AWS CloudWatch vs Prometheus Custom Metrics

ENGINEERING

Aug 01, 2023 ∙ 12 min read

MetricFire Blogger

Table of Contents

Introduction
Key Takeaways
What are custom metrics?
CloudWatch Custom Metrics
Prometheus Custom Metrics
Comparing custom metrics
Conclusion

Introduction

Understanding the state of your systems and their underlying infrastructure at all times is paramount for ensuring the stability and reliability of your services. Up-to-date information about the performance and health of your deployments not only helps your team react to issues in real time, but it also gives them the security to make changes with confidence and to safely forecast system failures or performance hiccups even before they occur.

Two very popular monitoring applications in the world of cloud computing are AWS CloudWatch, the principal monitoring application on the AWS suite, and Prometheus, a massive open-source monitoring application originally developed at SoundCloud.

When using CloudWatch and Prometheus, we are given a wide range of built-in metrics to choose from. But sometimes, we need to monitor more than the standard set of metrics that Prometheus or CloudWatch gives us. It is important that our monitoring platforms have the ability to allow users to make their own metrics custom to the system they are working with.

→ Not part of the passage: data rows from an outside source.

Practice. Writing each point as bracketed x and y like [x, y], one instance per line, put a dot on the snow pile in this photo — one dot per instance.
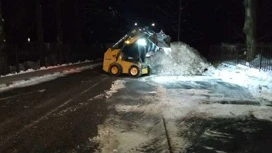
[180, 60]
[117, 85]
[258, 82]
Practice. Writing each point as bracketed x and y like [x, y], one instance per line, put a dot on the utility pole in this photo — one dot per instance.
[179, 19]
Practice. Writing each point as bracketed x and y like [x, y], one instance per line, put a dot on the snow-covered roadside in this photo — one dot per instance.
[44, 68]
[258, 82]
[47, 77]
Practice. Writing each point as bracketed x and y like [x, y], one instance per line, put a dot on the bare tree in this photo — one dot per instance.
[3, 57]
[40, 35]
[250, 27]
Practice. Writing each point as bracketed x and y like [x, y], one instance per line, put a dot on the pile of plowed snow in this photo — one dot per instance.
[180, 60]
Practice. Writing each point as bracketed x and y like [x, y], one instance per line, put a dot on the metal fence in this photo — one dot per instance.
[32, 55]
[238, 54]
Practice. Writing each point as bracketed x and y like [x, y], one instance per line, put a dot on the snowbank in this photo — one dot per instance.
[180, 60]
[257, 81]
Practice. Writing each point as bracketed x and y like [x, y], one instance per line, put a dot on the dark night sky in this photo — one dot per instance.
[203, 22]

The purpose of this article is to provide an educational comparison of exposing and using custom metrics with these two popular monitoring applications: AWS CloudWatch and Prometheus.

If you are looking for a Prometheus alternative, jump on to the MetricFire free trial, where you can build your own Graphite custom metrics. Our platform lets you try Graphite and Grafana directly, and you can build your own custom dashboards. You can also integrate AWS CloudWatch with MetricFire, and monitor your AWS metrics in our platform. This is very helpful for AWS users who are looking for a second platform with greater flexibility and dashboarding options. Check out how to integrate AWS CloudWatch with Grafana on our Hosted Graphite documentation.

Key Takeaways

In AWS CloudWatch, custom metrics can be created and published using the AWS Command Line Interface (CLI) or AWS API. Monitoring scripts can be used for compute services like Elastic Beanstalk (EBS) and Elastic Cloud Compute (EC2).
Prometheus allows users to specify custom metrics of four main types: Counter, Gauge, Histogram, and Summary. It supports integrations with various systems through exporters, allowing third-party software to push metrics to Prometheus.
CloudWatch is ideal for AWS-based applications, as it easily integrates with other AWS services and provides a centralized location to view metric data.
Prometheus, being open-source, offers greater flexibility and can integrate with a wide variety of applications beyond AWS services.
Prometheus's use of exporters makes custom monitoring easier and allows users to create their own custom exporters.

What are custom metrics?

Simply put, custom metrics are metrics defined by the application user. They are different from built-in system metrics and their purpose is to allow users or system administrators to define whatever they want to monitor or track from their systems, even if this data is not natively exposed by the said system.

CloudWatch Custom Metrics

You can create and publish custom metrics to CloudWatch using the AWS Command Line Interface (CLI) tools or AWS API. These custom metrics can be created to collect all sorts of data, from application performance data not natively exposed by default, to business metrics like purchases made in a sales application.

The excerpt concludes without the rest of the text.